Se trata de un régimen, en palabras de Allen Wells (“Un Sión Tropical: el general Trujillo, Franklin Roosevelt y los judíos de Sosúa”), “obsesionado con detener la ola de inmigrantes haitianos que cruzaban la frontera occidental de su país” pero que, en Sosúa, buscando “blanquear la raza”, recibiría “con los brazos abiertos a los refugiados judíos que huían del arianismo nazi: irónicamente esos mismos judíos eran objeto de desprecio y escarnio en Europa por sus características ‘raciales’”.
TRUJILLISTA
Miró, según Nazo, se sumaría al dispositivo propagandístico de Trujillo, al “discurso de la repetición” (Diógenes Céspedes), la “jerga” (Andrés L. Mateo) de la “Patria nueva”, concreción pragmática del viejo sueño elitista del arielismo eterno de los intelectuales nacionalistas, “que encontraron en la dictadura de Trujillo la realización del Estado arielista” (Céspedes). Viaja a los alrededores de Elías Piña y ahí se inspira para escribir sus “Cartones de la frontera”, donde presenta la “dominicanización de la frontera” como “gesta de la hispanidad” y considera al negro dominicano como un elemento plenamente integrado “en lo español” y contrapuesto al primitivo, peligroso e insalvable “negro africano” de Haití.

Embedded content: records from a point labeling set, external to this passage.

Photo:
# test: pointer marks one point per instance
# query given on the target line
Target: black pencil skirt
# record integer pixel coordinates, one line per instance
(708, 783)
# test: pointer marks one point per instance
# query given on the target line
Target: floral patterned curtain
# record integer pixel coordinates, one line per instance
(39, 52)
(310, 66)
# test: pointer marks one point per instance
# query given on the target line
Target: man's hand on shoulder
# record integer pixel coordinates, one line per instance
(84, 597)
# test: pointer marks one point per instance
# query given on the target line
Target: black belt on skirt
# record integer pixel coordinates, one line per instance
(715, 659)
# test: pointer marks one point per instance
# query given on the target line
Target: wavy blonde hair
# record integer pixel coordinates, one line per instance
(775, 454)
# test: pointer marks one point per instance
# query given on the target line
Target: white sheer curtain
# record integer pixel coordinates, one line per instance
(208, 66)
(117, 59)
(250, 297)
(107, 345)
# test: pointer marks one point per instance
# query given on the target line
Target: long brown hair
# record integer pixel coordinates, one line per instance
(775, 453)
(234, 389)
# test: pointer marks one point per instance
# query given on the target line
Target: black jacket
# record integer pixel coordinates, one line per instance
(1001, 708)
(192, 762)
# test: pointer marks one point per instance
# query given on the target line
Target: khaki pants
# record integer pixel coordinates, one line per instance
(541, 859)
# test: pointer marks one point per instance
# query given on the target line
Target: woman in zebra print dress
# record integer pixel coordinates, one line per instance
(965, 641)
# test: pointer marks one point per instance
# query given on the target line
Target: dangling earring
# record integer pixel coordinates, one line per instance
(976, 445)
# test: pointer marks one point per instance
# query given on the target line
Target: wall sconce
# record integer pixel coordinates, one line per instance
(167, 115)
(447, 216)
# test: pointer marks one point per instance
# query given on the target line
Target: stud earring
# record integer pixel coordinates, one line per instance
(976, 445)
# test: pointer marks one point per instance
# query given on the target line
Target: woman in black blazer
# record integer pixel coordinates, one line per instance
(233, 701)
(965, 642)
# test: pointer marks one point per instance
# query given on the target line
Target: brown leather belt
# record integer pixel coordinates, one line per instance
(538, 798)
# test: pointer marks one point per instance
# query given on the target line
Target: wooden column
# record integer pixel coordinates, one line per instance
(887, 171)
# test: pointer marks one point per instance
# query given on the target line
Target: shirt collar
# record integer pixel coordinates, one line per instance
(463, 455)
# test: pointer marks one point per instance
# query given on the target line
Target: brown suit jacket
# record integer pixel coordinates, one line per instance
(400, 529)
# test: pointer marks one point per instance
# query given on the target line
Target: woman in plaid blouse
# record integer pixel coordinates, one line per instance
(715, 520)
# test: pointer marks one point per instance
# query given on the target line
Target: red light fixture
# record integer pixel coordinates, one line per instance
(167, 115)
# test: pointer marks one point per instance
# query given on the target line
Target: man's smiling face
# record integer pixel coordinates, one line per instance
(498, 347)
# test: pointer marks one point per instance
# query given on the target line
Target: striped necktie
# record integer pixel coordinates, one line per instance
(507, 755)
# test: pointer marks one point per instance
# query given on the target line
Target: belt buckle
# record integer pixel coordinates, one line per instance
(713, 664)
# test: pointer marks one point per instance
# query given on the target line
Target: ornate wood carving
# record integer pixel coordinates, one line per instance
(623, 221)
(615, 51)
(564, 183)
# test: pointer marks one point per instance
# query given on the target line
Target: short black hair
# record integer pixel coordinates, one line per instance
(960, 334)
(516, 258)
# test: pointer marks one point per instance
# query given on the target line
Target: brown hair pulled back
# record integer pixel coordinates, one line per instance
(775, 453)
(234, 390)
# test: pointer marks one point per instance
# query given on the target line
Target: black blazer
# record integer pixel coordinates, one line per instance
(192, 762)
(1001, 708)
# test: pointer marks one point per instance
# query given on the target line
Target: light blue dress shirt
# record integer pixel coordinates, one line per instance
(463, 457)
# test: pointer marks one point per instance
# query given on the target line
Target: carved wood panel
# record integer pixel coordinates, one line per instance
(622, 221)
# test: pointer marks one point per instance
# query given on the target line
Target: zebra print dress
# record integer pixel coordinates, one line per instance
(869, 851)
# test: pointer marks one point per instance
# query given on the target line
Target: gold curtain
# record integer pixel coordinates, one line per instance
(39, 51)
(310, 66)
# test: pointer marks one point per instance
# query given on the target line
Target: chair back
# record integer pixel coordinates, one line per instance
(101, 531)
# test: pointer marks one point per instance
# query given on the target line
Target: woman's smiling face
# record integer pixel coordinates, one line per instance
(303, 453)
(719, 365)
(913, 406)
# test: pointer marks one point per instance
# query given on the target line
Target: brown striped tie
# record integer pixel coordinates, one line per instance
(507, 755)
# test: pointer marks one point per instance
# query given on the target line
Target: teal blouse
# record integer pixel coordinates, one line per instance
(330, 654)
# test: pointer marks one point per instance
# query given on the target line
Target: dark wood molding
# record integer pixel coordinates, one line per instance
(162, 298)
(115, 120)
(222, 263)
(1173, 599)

Tristísimo destino el de este catalán obligado, recurriendo a “una manida retórica hispanófila,” a “contrastar las tinieblas del mundo haitiano con la luz, carga de destellos castellanos, de la misión del tirano dominicano”, enalteciendo así a una España que el racismo nacionalista catalán –al igual que el vasco de Sabino Arana y el gallego de Castelao- siempre consideró “africana”, hogar de castellanos -solo comparables a “los zulúes y los antropófagos”, verdaderos “bereberes de la Península” ibérica, con “sangre árabe y africana” inoculada-, refugio del “judío peninsular” y madriguera del “anárquico andaluz”, este último “hombre poco hecho, un hombre que hace cientos de años que pasa hambre y vive en estado de ignorancia y de miseria cultural, mental y espiritual”.